Zitat von: Maja am 25. August 2019, 05:02:38
Zitat von: Churke am 24. August 2019, 23:55:59
Zitat von: Maja am 24. August 2019, 06:56:55
Ich stehe hier gerade beim Überarbeiten vor einer Szene, wo eine alkoholkranke Hauptfigur, die sich fast zu Tode getrunken hat, in ihrem Erbrochenen liegt. Details gibt es keine, nur die Feststellung, dass es so ist,  und mein Mann meint, das ist schon zu viel, und ich soll nur schreiben, dass er nicht mehr bei Bewusstsein ist.

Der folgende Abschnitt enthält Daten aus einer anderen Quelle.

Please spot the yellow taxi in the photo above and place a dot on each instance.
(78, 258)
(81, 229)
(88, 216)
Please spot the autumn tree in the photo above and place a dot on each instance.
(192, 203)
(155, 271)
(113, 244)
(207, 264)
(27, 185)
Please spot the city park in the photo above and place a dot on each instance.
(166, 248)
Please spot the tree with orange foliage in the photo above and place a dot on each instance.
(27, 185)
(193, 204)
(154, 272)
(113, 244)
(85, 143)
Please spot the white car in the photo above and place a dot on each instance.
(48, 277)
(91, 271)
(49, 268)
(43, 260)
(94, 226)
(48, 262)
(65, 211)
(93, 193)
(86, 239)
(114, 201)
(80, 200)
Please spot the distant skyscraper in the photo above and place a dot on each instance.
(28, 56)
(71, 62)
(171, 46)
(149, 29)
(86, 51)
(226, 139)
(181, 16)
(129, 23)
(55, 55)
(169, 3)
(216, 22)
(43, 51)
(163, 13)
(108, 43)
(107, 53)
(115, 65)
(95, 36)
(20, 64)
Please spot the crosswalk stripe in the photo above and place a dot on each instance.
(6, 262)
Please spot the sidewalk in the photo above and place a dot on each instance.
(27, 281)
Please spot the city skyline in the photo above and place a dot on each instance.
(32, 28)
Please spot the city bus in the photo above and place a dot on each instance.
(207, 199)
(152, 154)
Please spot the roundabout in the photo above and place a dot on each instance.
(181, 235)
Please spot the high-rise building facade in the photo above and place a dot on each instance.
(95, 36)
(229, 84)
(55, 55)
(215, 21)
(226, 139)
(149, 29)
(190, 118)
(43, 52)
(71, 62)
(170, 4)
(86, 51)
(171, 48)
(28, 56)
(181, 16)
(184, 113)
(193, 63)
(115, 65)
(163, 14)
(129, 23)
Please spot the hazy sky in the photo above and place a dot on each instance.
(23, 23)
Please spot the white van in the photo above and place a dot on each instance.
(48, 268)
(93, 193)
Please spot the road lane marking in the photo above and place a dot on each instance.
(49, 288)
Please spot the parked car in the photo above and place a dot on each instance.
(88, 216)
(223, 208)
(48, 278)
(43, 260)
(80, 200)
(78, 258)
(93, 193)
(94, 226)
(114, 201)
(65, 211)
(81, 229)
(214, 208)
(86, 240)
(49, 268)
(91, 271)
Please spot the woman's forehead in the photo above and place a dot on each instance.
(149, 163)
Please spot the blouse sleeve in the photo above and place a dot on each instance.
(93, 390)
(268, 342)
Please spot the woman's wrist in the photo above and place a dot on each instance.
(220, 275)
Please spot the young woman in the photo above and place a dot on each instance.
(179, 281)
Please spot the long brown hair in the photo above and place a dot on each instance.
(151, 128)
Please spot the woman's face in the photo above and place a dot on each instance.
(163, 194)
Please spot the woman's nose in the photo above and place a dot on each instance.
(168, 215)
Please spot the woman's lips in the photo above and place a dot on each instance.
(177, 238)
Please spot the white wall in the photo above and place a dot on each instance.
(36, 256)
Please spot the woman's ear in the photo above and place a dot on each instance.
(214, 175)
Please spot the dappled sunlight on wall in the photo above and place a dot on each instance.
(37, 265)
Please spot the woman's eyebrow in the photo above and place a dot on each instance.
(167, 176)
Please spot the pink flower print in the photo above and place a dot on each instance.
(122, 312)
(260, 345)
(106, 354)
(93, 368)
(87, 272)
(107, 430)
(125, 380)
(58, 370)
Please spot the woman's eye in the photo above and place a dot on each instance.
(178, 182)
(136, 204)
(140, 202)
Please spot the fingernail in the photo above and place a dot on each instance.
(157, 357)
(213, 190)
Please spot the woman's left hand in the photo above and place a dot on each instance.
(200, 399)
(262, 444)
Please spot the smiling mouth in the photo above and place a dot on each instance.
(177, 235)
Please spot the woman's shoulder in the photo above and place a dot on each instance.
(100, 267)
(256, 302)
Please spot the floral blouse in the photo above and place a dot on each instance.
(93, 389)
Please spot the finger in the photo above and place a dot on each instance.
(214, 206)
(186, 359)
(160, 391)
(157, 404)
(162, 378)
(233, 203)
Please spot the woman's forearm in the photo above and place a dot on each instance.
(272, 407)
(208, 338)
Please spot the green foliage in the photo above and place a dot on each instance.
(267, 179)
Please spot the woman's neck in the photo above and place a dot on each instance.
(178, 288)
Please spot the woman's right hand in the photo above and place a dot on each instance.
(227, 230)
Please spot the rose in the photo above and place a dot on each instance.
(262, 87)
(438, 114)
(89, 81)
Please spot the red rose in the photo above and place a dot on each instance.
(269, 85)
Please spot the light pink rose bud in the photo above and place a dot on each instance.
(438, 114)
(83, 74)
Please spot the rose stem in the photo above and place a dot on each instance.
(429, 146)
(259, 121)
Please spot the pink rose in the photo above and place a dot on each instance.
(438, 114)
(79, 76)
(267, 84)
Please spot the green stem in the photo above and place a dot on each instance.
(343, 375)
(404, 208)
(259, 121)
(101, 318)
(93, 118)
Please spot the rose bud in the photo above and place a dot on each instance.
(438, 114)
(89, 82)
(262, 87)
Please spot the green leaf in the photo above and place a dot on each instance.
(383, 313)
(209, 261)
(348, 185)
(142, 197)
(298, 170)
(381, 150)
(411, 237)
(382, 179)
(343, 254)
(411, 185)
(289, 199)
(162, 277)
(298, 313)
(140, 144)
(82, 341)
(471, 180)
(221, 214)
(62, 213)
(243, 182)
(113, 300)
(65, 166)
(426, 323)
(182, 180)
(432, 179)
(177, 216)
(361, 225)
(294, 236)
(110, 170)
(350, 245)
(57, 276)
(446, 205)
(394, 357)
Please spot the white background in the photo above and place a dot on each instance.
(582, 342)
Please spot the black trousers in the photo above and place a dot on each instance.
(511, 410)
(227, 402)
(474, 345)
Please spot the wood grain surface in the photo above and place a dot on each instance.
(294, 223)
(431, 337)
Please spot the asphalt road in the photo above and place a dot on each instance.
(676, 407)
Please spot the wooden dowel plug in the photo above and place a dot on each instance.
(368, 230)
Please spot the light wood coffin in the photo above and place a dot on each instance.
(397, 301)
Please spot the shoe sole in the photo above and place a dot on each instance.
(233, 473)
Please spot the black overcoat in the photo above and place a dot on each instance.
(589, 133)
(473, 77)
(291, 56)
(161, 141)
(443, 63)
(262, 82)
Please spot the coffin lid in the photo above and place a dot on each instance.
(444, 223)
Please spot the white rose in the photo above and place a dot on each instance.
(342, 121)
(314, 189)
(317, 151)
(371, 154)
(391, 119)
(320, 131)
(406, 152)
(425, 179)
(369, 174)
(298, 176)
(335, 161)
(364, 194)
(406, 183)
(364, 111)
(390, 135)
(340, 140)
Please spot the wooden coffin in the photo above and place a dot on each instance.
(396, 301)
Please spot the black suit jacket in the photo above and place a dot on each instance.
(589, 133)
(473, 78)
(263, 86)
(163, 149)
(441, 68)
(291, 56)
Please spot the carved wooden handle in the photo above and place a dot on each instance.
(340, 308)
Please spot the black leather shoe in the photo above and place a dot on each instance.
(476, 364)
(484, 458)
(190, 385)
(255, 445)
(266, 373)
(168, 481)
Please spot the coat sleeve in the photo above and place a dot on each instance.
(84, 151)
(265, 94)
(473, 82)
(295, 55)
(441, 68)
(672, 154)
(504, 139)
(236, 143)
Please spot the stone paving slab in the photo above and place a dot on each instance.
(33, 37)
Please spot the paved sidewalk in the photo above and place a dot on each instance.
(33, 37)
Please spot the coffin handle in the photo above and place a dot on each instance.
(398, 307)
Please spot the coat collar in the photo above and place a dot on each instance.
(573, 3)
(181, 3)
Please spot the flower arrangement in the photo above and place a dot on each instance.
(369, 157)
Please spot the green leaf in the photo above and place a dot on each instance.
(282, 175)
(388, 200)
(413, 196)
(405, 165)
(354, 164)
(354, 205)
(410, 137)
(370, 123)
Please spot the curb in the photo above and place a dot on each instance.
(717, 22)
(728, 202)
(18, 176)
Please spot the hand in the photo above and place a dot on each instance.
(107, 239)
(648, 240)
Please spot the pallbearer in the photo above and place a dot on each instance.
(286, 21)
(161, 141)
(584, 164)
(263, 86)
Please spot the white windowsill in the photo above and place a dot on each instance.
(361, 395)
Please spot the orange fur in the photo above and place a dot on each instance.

Ehrlich gesagt finde ich deine Szene bereits geschönt. Du bewegst dich damit in der Komfortzone der Realität. Alkies sind so. Das ist ein wesentlicher Unterschied zu anderen Ekel-Szene, die sich der Autor aus den Fingern gesogen hat. Wenn du den Alkie zensierst, unterschlägst du dem Leser wesentliche Informationen über die Figur.
Ja, das ist der Grund, warum ich es jetzt dringelassen habe - weil es sonst einfach nicht ehrlich ist. Und wenn es eine Sache am ersten Teil gibt, die Rezensenten gelobt haben, dann meine Ehrlichkeit im Umgang mit den Figuren. Auch wenn Kevron Hauptfigur und Sympathieträger ist und ihn diese Sache viele Leserstimmen kosten kann, ist das eben so. Genauso wie klar ist, dass Kevron zwar immer wieder eine Zeitlang ohne Alkohol auskommen kann und trotzdem immer wieder rückfällig werden wird - ich finde es so verlogen, wenn in einem Roman eine Figur als schwerer Trinker anfängt, dann die Erleuchtung hat, sich zusammenreißt, keinen Tropfen mehr anrührt und ein großer Held wird.

Ehrlich gesagt ist das der Punkt, an dem der Alkoholismus deiner Figur für mich unrealistisch werden würde. Alkoholiker sind an Alkohol gewöhnt, vor allem gewöhnen sie sich langsam daran. Sie steigen nicht von jetzt auf gleich von Null auf drei Flaschen Wodka am Tag um. Sie funktionieren darum auch noch bei Promillezahlen, bei denen andere Leute längst im Krankenhaus lägen, da sie sich ihre Toleranz über einen langen Zeitraum aufgebaut haben. Ich habe über viele Jahre eine schwere Alkoholikerin begleitet und sie nicht einmal in ihrem eigenen Erbrochenem vorgefunden. Diese Szene wäre für mich nicht eine realistische Darstellung von Alkoholismus, sondern Effekthascherei.